Entry Points Help Find the Way

Orangeville, ON (My Corner Office) I received an e-mail asking how to best promote an upcoming book last month. In my opinion, the book was organized as nuggets of wide-ranging wisdom, a book that works when it is written by someone whose reputation precedes them but is not a complete unknown. It would have been better for the author to begin with a more focused problem-solving guide from which the reader could more easily learn and then proceed to the guru-style volume.

As an example of this in another medium, I have seen the same problem with blogs written for repeat readers. In these blogs, each blog post makes sense only if the reader already understands the context. First-time visitors may have difficulty getting oriented or finding self-contained information. For the newcomer, such a blog presents an unnecessarily high barrier to entry. Trust, commitment, and patience are necessary to derive value from it.

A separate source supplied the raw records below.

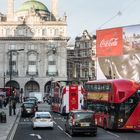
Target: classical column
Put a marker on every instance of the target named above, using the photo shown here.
(10, 10)
(54, 8)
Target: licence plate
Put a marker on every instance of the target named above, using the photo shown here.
(84, 124)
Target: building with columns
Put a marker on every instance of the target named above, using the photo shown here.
(81, 63)
(33, 42)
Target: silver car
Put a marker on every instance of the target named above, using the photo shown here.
(42, 119)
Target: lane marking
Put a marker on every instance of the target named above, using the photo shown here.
(113, 134)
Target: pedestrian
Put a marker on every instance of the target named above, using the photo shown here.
(0, 101)
(5, 102)
(14, 106)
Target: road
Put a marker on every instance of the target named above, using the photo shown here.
(25, 132)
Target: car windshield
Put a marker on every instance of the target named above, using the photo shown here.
(84, 116)
(43, 116)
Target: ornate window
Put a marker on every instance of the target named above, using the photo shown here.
(32, 63)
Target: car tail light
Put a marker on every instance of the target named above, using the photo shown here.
(51, 120)
(73, 120)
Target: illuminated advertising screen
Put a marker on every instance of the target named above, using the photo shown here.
(116, 64)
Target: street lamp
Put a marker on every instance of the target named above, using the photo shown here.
(10, 73)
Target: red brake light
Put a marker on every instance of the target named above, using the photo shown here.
(73, 120)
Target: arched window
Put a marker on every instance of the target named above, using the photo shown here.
(32, 63)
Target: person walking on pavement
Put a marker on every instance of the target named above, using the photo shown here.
(14, 106)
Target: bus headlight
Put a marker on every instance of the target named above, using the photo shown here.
(120, 120)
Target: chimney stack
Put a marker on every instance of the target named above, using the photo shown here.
(10, 10)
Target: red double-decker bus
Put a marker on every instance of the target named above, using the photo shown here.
(66, 96)
(6, 90)
(116, 103)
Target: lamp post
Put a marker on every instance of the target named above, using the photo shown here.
(10, 73)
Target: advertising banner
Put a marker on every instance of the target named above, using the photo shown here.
(116, 64)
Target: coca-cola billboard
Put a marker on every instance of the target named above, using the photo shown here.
(118, 53)
(109, 42)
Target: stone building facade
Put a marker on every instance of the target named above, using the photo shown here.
(33, 44)
(82, 59)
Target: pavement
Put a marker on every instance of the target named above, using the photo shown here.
(7, 130)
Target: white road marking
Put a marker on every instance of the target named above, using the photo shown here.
(60, 128)
(38, 136)
(113, 134)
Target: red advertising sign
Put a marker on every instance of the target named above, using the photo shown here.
(109, 42)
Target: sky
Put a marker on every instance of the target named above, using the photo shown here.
(91, 15)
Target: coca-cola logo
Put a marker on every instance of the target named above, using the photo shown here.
(109, 43)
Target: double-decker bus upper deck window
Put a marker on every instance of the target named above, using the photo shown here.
(98, 87)
(138, 94)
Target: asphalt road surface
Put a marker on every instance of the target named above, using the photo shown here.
(25, 132)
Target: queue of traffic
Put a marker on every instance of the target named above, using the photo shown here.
(110, 104)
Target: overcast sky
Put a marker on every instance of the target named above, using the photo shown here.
(92, 14)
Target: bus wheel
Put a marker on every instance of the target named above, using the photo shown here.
(105, 124)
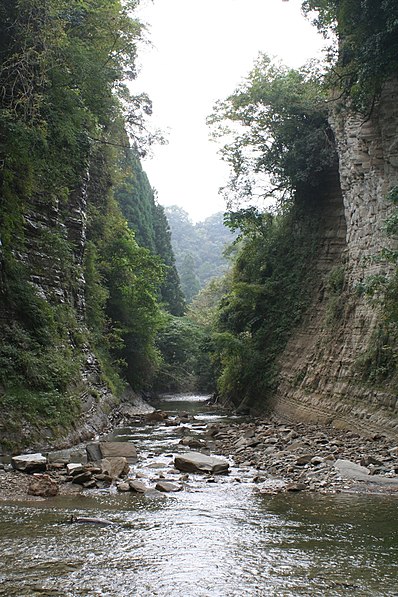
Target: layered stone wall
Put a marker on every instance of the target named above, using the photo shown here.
(320, 377)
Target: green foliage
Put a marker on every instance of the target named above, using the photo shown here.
(39, 353)
(186, 365)
(198, 249)
(271, 288)
(367, 33)
(123, 278)
(281, 139)
(65, 113)
(148, 220)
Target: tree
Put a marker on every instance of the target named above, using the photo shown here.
(281, 139)
(189, 281)
(367, 53)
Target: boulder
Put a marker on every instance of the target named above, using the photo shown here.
(156, 417)
(43, 486)
(82, 478)
(29, 463)
(351, 470)
(74, 469)
(167, 487)
(192, 442)
(137, 486)
(115, 467)
(195, 462)
(123, 487)
(304, 459)
(119, 450)
(94, 453)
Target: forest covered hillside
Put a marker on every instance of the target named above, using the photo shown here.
(87, 269)
(303, 316)
(199, 248)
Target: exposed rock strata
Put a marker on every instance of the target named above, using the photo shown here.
(320, 378)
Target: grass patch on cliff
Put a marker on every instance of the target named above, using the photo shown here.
(44, 409)
(273, 283)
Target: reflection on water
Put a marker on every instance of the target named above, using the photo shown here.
(214, 539)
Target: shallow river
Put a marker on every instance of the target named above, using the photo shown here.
(213, 539)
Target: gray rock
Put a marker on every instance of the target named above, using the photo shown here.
(119, 449)
(137, 486)
(156, 417)
(115, 467)
(94, 453)
(294, 487)
(123, 487)
(304, 459)
(351, 470)
(200, 463)
(192, 442)
(43, 486)
(29, 463)
(74, 468)
(82, 478)
(167, 487)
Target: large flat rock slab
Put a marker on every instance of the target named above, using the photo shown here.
(118, 450)
(351, 470)
(195, 462)
(29, 463)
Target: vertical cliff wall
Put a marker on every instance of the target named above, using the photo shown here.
(320, 377)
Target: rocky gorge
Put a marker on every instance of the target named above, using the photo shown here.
(270, 455)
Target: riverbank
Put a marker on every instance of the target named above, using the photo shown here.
(309, 457)
(275, 457)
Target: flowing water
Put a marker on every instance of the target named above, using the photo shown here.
(213, 539)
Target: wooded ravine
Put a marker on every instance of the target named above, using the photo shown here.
(300, 317)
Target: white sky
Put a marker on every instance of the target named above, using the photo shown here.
(201, 50)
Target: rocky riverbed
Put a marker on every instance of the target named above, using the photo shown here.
(275, 457)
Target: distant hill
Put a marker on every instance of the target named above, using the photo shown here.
(198, 248)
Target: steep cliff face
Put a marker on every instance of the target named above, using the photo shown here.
(320, 374)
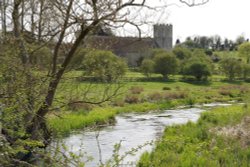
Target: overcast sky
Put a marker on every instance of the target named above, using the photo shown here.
(227, 18)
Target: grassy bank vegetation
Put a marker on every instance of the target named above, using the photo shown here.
(206, 143)
(136, 97)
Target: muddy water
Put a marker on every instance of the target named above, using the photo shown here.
(131, 130)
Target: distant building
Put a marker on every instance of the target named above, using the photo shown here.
(131, 48)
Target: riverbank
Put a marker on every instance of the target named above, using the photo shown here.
(139, 97)
(205, 143)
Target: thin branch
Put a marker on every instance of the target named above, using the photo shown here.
(194, 3)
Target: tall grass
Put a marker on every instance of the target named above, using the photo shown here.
(196, 145)
(68, 122)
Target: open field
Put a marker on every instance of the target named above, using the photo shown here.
(136, 96)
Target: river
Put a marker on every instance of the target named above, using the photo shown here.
(130, 130)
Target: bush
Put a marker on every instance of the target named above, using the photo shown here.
(104, 66)
(40, 57)
(166, 64)
(147, 67)
(132, 99)
(136, 89)
(175, 95)
(77, 61)
(232, 67)
(198, 69)
(156, 96)
(166, 88)
(182, 52)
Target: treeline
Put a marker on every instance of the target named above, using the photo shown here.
(215, 43)
(199, 64)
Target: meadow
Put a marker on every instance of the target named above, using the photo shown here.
(136, 94)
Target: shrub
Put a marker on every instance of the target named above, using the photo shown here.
(182, 52)
(40, 56)
(174, 95)
(166, 64)
(119, 103)
(104, 66)
(147, 67)
(132, 99)
(198, 69)
(156, 96)
(232, 67)
(77, 61)
(166, 88)
(136, 90)
(80, 106)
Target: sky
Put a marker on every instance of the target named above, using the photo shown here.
(227, 18)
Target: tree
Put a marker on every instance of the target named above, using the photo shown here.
(166, 64)
(103, 66)
(182, 52)
(198, 69)
(232, 67)
(147, 67)
(244, 51)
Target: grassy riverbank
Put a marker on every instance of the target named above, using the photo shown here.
(137, 96)
(68, 122)
(216, 140)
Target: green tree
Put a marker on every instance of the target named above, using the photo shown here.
(199, 70)
(147, 67)
(77, 61)
(246, 71)
(182, 52)
(232, 67)
(104, 66)
(244, 51)
(166, 64)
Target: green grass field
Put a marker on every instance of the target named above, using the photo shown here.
(134, 96)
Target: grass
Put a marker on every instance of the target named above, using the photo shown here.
(69, 121)
(143, 96)
(194, 144)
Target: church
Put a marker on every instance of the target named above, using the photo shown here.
(131, 48)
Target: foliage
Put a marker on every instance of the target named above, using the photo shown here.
(199, 65)
(182, 52)
(198, 70)
(246, 71)
(77, 61)
(244, 51)
(40, 56)
(166, 64)
(147, 67)
(232, 67)
(104, 66)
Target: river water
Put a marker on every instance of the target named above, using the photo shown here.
(130, 130)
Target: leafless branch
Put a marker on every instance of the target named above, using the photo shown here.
(192, 3)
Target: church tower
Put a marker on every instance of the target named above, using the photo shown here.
(163, 36)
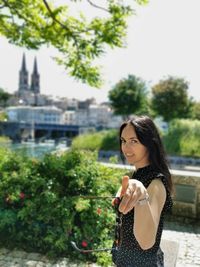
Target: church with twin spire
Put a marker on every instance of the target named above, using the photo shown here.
(26, 89)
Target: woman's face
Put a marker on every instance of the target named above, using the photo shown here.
(135, 153)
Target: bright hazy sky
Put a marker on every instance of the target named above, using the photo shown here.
(163, 39)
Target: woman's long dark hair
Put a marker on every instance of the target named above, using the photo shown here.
(148, 135)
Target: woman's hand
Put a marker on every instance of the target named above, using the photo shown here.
(131, 191)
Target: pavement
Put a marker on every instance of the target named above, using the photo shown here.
(188, 236)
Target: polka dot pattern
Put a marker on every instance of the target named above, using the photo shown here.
(129, 253)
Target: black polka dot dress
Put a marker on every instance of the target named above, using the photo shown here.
(128, 253)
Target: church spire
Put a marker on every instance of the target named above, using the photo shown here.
(35, 79)
(23, 68)
(23, 77)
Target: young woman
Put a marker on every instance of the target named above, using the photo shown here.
(145, 197)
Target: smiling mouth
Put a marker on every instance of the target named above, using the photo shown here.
(129, 155)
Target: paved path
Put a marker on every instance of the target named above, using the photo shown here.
(188, 237)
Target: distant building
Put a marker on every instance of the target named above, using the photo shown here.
(48, 115)
(24, 88)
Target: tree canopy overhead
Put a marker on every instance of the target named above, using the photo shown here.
(129, 96)
(170, 98)
(79, 40)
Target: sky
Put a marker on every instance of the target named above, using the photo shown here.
(163, 39)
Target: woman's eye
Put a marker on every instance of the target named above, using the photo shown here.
(133, 141)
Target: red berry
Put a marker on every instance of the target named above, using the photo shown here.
(99, 211)
(22, 195)
(84, 243)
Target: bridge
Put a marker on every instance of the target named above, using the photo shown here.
(18, 131)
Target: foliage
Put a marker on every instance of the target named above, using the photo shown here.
(170, 98)
(183, 138)
(40, 207)
(195, 111)
(78, 40)
(106, 140)
(4, 139)
(129, 96)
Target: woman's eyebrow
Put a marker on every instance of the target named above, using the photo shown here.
(131, 138)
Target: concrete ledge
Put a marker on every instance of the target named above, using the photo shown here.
(170, 249)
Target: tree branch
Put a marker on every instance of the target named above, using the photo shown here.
(99, 7)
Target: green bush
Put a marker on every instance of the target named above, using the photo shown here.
(183, 138)
(40, 207)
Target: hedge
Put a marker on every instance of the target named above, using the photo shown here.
(40, 208)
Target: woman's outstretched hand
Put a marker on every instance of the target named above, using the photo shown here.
(131, 191)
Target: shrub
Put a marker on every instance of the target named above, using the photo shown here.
(40, 207)
(183, 138)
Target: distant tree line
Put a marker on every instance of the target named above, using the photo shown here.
(168, 98)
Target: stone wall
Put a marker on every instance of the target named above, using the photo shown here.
(186, 194)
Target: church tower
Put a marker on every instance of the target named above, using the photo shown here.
(35, 79)
(23, 78)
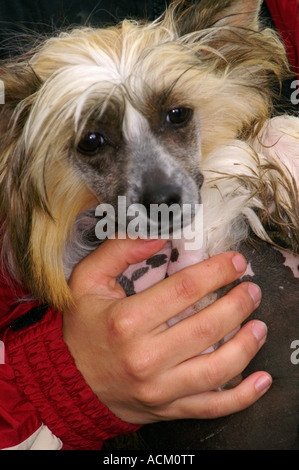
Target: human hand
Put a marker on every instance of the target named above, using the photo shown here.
(144, 371)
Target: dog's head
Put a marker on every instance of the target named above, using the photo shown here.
(130, 110)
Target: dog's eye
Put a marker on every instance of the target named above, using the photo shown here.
(91, 143)
(178, 115)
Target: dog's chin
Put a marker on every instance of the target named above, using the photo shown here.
(151, 229)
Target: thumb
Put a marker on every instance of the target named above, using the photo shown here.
(111, 259)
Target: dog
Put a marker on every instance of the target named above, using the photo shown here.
(176, 111)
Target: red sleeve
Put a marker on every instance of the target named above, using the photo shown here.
(285, 15)
(41, 388)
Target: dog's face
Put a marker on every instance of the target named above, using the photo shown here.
(130, 110)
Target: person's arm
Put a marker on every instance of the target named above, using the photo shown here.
(71, 381)
(144, 371)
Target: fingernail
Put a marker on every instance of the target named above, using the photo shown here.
(240, 263)
(263, 384)
(259, 330)
(255, 293)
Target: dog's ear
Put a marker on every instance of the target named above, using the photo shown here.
(18, 84)
(192, 15)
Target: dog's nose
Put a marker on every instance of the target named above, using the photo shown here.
(168, 194)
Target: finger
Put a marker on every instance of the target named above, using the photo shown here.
(110, 260)
(210, 371)
(209, 326)
(212, 405)
(173, 295)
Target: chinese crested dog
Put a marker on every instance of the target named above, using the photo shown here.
(176, 111)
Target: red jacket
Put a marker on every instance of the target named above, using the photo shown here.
(44, 401)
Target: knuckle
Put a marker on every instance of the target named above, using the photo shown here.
(185, 286)
(207, 328)
(140, 365)
(150, 396)
(243, 301)
(213, 375)
(119, 325)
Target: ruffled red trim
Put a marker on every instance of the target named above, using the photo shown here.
(46, 373)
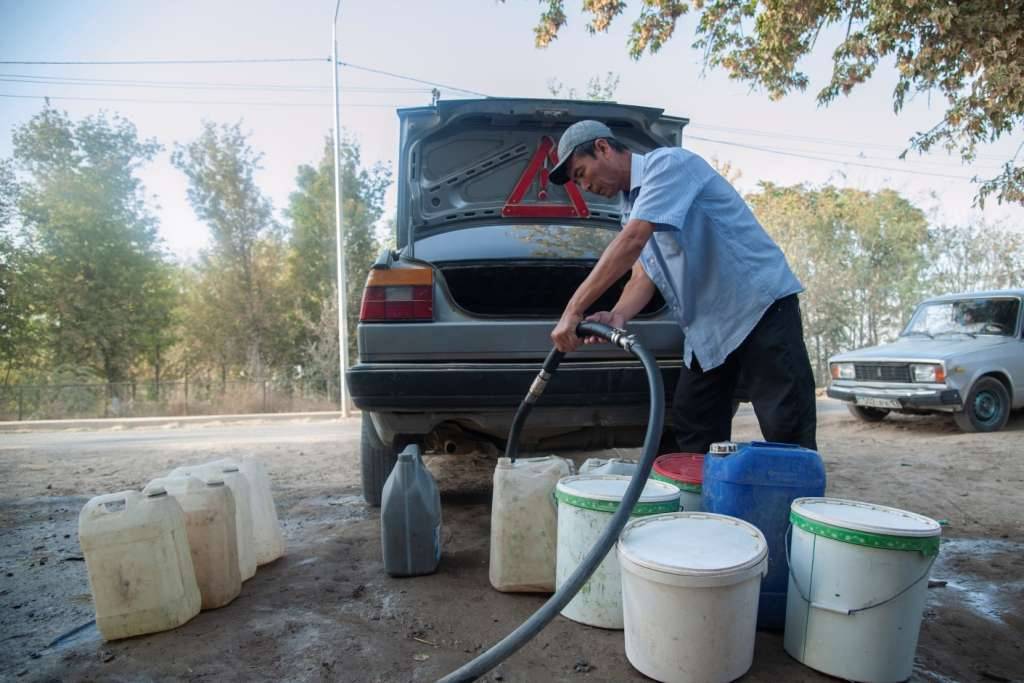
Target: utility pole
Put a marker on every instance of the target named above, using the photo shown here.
(339, 237)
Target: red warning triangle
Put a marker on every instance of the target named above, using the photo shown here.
(538, 169)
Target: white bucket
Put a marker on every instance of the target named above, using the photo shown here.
(524, 523)
(690, 588)
(586, 503)
(266, 527)
(858, 579)
(608, 466)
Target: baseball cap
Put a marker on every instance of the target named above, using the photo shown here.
(574, 135)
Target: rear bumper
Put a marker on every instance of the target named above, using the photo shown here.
(914, 398)
(474, 386)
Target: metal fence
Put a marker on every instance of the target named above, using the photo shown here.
(178, 397)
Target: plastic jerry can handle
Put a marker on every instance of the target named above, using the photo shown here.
(109, 504)
(775, 444)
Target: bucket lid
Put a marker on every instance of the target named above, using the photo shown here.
(683, 469)
(865, 523)
(155, 491)
(604, 493)
(693, 544)
(723, 447)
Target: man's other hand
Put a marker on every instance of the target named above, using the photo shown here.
(563, 335)
(605, 317)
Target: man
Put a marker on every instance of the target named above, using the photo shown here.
(687, 231)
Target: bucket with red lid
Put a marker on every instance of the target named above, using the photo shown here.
(685, 471)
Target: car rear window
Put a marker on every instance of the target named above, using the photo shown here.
(517, 242)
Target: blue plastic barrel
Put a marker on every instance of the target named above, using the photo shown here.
(757, 482)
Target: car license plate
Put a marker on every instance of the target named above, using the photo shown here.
(870, 401)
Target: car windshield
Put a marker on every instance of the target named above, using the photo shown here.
(517, 242)
(965, 316)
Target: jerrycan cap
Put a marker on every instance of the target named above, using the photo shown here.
(723, 449)
(155, 492)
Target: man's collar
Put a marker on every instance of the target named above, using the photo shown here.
(636, 171)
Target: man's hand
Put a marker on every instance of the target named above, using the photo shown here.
(564, 335)
(606, 317)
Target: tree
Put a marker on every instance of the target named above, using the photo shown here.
(860, 256)
(241, 308)
(96, 259)
(975, 257)
(312, 257)
(972, 53)
(15, 302)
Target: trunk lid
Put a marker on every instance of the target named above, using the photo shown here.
(467, 163)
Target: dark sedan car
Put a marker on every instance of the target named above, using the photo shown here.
(456, 322)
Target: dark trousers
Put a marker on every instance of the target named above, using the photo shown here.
(772, 369)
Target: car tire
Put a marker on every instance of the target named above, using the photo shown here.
(986, 408)
(378, 460)
(867, 414)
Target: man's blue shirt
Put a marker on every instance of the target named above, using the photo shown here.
(711, 259)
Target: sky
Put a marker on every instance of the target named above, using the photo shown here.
(482, 46)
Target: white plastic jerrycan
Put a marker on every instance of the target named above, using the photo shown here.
(209, 508)
(524, 523)
(239, 485)
(266, 527)
(140, 570)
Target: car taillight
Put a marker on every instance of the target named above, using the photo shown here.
(398, 294)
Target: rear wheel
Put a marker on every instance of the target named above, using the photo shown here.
(986, 408)
(377, 459)
(867, 414)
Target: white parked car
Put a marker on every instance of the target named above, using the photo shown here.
(961, 353)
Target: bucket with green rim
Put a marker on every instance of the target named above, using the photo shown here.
(586, 503)
(858, 579)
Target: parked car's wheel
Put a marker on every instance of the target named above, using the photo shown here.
(377, 458)
(986, 408)
(867, 414)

Look at products, websites, or any presentation of information from the viewpoint of someone who does not yet know you. Does your item allow easy entry for a stranger, or does it require prior knowledge? If this is the case, either revise it or add a “start here” description.


  1. The best websites are customer-centric. They’re designed to provide the information visitors seek and to present it in an interesting, organized fashion. They let the customer see the real you, which then builds trust.


  2. A clear and simple title helps readers find their way around, whether they came from inside or outside the site. It helps a reader get oriented when there’s an introduction or introductory sentence that specifies the topic and the target audience.